Avoidable loss of life is always a tragedy. On December 26, Craig Whitall veered onto the wrong side of the Princes Highway when driving from Nowra to Ulladulla resulting in four deaths, including his own.
The details of this tragedy have been reported widely not only because the crash involved an actress but because Whitall's trip was made in the context of his receiving methadone treatment.
There are a number of questions that need to be asked after this accident but the one that should not be posed is "should people on pharmacotherapy for opioid dependence be allowed to drive?".
In line with an accepted evidence base, the national guidelines relevant to methadone state that people who are in stable treatment for opioid dependence do not have a greater risk of a crash and, like all other motorists, should be subject to jurisdictional guidelines.
The assessment for fitness to operate heavy machinery is done in consultation with a person's prescriber on a case-by-case basis. Prescribers of methadone undergo specific training and ongoing scrutiny by a committee of peers and as sole prescriber to their patients – sometimes over years – usually know them well.
When patients are on a stable dose and are not under the influence of unprescribed drugs or alcohol, they prove as safe in driving as the general population.
While research indicates that methadone cannot be blamed for auto accidents as a rule, we do not have enough information to know if Whitall's treatment was a factor in this very sad event.
One part of the story that we are sure of is that he was required to travel for close to an hour to access treatment. This is the clearly preventable element in this tragedy.
People on treatment are in most ways like anyone else – we work, have families and contribute to our communities. Treatment allows people who become dependent on opioids to live normal, productive lives – we are for the most part no different from someone who may, for example, use insulin to control their diabetes. The difference is in how we are treated.
In spite of medically assisted treatment for opioid dependence having a substantial evidence base for its benefits, with more than 20,000 people in NSW on treatment, the program remains difficult for people to access, especially in rural areas.
Where it is possible to get onto treatment, patients are often treated poorly. Many of us who have been on treatment for years must attend unnecessary medical appointments – as often as fortnightly – not because we are unstable or need additional care but because it is a billing opportunity.
Many of us, like Whitall, need to make long journeys on a daily basis to access the medication because we cannot access it from a service closer to home.
There are often severe restrictions on takeaway doses that mean we are locked into arrangements that make work difficult or impossible, eat into time with our families, make travel difficult and, in some cases, mean that we miss out on parts of life that others take for granted, such as the ability to attend family funerals and weddings.
Why is treatment so restrictive and difficult to access? For many years, people who use opioids have been regarded as morally weak, even evil, a "scourge".

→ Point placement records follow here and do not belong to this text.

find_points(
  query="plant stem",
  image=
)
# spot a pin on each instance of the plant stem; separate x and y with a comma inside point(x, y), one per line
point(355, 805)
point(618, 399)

Pharmacies – a necessary health-care service – have the option of refusing to dispense methadone. Relatively few doctors are willing to take on patients requiring medically assisted treatment for opioid dependence, and those that do have limitations on the number they can take on.
In many settings where treatment is dispensed, service users are treated like an underclass, like criminals. Treatment is dispensed from behind a barrier after passing through an iron gate. We are forced to wait, rules can be oppressive and often the worst is assumed and we are treated with casual and unfeeling disdain by those that purport to be our health-care providers.
All of this is before we get to the question of the fees, which can be prohibitive. Many members of our community pay $85 each week on dispensing fees for a treatment that is provided free of charge by the Commonwealth. No subsidy is available. Is there any other evidence-based and life-saving medical treatment where access requires many patients to experience severe financial hardship?
Reform, nationally and in NSW, is badly needed. In NSW we have new treatment guidelines due to be released that will, hopefully, increase the number of prescribers, with further work to be done on supporting access to treatment through pharmacies.
But the main issue to be tackled is the stigma that people on treatment experience – stigma that is fuelled by headlines linking a road tragedy to methadone treatment.
In February 2018, over-the-counter codeine products are due to become dispensed by prescription only, a move that is likely to result in many members of the community requiring treatment. Instead of assuming that everyone who requires treatment is at best weak, or at worst morally corrupt, we need to assume that they are like everyone else who needs the support of the health system – a person with perhaps a chronic condition whose life can be improved through medical care.
We need to stop the judgment, stop blaming people for their health conditions and move on to a world where we are afforded the same care and respect as any other member of the community by medical practitioners who are paid to provide medical care.
Mary Ellen Harrod is the Chief Executive Officer of the NSW Users and AIDS Association.